The problem was that I understood her question. Whenever I go outside to light up a cigarette, I always close my own windows because I can not stand it when the smell gets inside my house. When my window is open and my other neighbor starts smoking, I feel the same frustration as she did, I never express this but instead close my window for 4 minutes. But is it really normal to do this? Is it allowed to make your neighbors having to close their windows just because you are stupid enough to keep this disgusting habit?

Slef-hate

I started crying, feeling overwhelmed with exhaustion, guild and angriness. I wasn’t blaming her, I was blaming myself for the way I am. I felt anger towards myself for not listening to my neighbor, for being selfish, for smoking, for everything. The rest of the day I only smoked once, and for this one cigarette I walked to the park 10 minutes from my house, sat down on the pavement and when I was smoking, I felt embarrassed and worthless.

My neighbors frustration with my cigarettes showed me how much I hate smoking. She increased the hate I feel towards myself with every cigarette I light, she made me feel even more ashamed and more guilty than I already feel. My neighbor confronted me with how much I try to hate myself, she made me see my desire for self-hate and how much I try to do for other people, how much I want to be good.

Perspective

When I discussed the incident with my boyfriend, he said: “She probably had her period, don’t think about it”. And probably he was right, probably she was frustrated about something and reflected this on me. Probably she doesn’t have the right to tell me what not to do in my own garden, probably my answer was allowed and normal and probably she was the one that was wrong.

The confrontation with my neighbor is a beautiful example of my struggles with self-compassion or self-love. Firstly, the effort it took to stand up for myself shows how hard it is for me to express my own desires, to stand for my own opinion instead of pleasing other people’s wishes. Besides, the fact that I can turn these few seconds of confrontation into more than 1 hour of self-hate and self-blame shows how I lack the ability to be compassionate towards myself. Thirdly, the incident showed how I am unable to put things in perspective, my neighbors frustration was able to completely take over my thoughts, to cover everything in negativity, it became the only thing I could think about, my feelings got exaggerated inside my mind.

Failing self-compassion

The incident shows how much I need to train my self-compassion. Self-compassion contains 3 elements but in this situation I failed in all of them. I choose self-judgement over self-kindness, I choose isolation instead of common humanity and I went for over-identification instead of mindfulness.

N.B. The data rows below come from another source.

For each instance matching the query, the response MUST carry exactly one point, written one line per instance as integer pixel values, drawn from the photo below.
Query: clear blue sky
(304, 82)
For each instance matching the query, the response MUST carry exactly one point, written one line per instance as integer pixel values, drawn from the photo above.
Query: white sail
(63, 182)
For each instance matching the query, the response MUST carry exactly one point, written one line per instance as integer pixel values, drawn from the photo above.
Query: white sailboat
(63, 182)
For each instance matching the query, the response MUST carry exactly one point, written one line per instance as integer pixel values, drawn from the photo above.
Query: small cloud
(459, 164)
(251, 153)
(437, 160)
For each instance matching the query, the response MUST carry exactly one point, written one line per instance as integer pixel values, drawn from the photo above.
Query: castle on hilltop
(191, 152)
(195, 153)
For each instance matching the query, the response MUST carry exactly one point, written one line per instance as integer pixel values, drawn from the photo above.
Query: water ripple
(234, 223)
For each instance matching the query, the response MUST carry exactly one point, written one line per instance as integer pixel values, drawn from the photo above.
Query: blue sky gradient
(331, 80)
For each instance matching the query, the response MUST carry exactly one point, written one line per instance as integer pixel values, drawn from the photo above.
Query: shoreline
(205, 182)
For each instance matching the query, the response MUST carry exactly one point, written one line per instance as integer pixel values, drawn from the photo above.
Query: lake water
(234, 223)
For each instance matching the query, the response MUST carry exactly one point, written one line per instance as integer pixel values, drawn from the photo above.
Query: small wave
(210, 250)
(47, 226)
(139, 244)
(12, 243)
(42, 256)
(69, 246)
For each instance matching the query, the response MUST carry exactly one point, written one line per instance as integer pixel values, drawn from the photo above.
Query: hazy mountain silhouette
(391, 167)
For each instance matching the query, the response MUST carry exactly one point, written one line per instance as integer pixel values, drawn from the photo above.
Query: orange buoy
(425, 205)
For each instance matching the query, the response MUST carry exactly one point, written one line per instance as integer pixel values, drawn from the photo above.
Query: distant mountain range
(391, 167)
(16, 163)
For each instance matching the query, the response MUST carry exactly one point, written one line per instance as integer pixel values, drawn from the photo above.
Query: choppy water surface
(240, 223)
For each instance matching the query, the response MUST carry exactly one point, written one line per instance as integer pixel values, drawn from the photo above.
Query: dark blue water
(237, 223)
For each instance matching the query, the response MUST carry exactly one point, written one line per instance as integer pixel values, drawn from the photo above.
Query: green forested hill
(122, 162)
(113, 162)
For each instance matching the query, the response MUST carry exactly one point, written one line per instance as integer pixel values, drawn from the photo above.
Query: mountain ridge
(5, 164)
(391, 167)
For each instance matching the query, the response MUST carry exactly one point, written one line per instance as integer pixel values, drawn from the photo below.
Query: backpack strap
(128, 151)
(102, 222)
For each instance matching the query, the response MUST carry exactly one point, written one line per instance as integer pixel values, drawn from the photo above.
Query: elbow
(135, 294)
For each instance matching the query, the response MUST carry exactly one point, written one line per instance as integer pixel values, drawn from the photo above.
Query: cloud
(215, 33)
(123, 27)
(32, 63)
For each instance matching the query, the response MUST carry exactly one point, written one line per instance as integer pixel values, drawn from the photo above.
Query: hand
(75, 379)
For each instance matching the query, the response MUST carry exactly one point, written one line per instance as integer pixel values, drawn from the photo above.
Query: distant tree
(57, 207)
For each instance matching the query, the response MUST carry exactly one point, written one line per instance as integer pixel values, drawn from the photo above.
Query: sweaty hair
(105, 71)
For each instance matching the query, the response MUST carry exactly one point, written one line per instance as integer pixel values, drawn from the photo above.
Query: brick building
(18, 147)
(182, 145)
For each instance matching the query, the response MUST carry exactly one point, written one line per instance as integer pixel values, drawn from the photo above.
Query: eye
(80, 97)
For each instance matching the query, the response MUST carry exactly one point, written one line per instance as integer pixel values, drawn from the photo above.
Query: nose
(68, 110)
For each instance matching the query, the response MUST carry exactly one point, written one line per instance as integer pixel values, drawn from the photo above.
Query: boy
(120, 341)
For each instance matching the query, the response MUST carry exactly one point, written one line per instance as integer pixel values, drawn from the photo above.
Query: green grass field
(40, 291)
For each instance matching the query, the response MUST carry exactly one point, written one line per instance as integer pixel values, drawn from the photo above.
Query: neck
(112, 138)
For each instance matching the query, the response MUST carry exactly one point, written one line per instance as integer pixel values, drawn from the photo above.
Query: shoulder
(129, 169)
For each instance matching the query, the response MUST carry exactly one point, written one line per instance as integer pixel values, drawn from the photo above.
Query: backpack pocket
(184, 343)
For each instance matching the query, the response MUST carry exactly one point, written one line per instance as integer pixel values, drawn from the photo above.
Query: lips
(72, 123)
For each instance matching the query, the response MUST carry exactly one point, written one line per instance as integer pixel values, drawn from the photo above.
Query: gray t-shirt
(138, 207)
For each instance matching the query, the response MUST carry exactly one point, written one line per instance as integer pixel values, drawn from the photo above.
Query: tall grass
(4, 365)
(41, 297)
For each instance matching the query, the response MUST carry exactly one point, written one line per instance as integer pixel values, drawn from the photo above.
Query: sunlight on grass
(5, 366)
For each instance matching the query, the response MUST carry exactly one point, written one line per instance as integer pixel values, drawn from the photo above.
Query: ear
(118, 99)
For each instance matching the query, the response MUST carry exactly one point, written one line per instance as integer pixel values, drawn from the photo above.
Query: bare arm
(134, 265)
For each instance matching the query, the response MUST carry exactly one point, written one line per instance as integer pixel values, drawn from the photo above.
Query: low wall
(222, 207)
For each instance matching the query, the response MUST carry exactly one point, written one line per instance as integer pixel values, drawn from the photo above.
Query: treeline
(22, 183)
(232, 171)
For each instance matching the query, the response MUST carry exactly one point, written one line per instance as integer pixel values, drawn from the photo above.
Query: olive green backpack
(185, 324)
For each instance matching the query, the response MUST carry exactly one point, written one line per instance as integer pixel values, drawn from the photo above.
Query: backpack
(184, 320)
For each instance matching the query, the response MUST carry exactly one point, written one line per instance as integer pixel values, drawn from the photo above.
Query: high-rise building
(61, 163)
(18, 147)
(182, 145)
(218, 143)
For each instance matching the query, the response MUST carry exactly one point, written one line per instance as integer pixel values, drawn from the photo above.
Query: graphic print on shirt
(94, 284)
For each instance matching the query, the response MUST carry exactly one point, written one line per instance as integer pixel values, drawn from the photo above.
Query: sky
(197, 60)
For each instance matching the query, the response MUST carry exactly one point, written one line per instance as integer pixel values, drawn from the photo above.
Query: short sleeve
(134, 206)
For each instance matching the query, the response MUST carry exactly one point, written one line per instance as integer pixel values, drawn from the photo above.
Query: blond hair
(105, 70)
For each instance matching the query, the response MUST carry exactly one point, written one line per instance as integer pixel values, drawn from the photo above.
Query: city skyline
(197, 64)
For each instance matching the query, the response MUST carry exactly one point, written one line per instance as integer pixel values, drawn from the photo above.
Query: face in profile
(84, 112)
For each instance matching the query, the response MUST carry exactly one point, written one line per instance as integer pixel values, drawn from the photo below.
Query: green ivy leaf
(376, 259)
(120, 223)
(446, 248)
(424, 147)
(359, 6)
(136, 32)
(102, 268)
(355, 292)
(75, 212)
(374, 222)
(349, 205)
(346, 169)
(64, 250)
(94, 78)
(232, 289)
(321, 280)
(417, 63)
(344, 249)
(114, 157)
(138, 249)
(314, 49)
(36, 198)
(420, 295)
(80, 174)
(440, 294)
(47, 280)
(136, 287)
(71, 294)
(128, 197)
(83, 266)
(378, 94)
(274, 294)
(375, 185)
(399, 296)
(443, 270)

I am far away from being compassionate towards myself. However, this incident also brought me hope. A couple of weeks ago I would have apologized to my neighbor, I would have stopped smoking in my garden to please her wishes. Just a few weeks ago I wouldn’t have been able stand up for myself, but yesterday I did. I expressed my own opinion and I did put my own needs, or rights even, first.

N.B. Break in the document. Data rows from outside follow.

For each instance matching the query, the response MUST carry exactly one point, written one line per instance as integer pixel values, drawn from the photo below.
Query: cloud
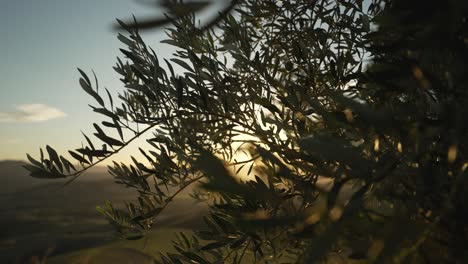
(31, 113)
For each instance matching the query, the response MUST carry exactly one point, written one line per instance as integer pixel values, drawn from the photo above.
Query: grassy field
(41, 218)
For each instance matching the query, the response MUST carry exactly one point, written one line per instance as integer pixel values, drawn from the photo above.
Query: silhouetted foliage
(351, 117)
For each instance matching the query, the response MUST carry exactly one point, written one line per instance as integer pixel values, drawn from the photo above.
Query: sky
(41, 45)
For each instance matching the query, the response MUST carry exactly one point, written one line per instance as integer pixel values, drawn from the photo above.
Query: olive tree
(315, 131)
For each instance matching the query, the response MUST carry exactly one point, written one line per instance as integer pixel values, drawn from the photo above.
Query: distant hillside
(37, 214)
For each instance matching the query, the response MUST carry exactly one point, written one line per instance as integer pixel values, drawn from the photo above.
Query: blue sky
(41, 45)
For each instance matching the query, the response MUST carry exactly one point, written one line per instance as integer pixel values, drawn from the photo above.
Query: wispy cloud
(31, 113)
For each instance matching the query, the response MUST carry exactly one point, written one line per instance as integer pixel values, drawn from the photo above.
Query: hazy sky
(41, 45)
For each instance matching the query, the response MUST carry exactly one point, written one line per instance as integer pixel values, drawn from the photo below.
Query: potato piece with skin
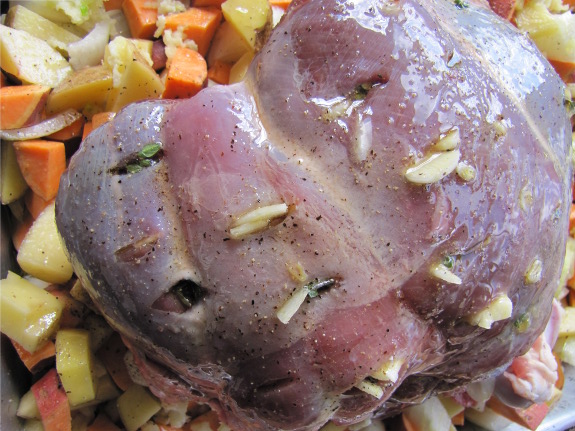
(30, 59)
(41, 253)
(74, 363)
(28, 314)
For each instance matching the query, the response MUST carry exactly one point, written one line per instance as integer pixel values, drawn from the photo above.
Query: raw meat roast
(375, 214)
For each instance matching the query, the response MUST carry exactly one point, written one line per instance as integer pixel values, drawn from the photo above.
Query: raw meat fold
(375, 214)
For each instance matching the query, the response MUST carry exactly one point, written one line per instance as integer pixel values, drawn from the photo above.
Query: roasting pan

I have a long way to go, but now I know that I am improving a lot. This improvement gives me hope that I will get better, that I will learn how to listen to myself and live a happy and balanced life. I will get there, I will be ok and even right now I am doing great. I am improving. Today I thank my neighbor, for giving me the hope I needed to keep working on myself while I’ll keep smoking on that chair, to remind myself of this first big step, multiple times a day.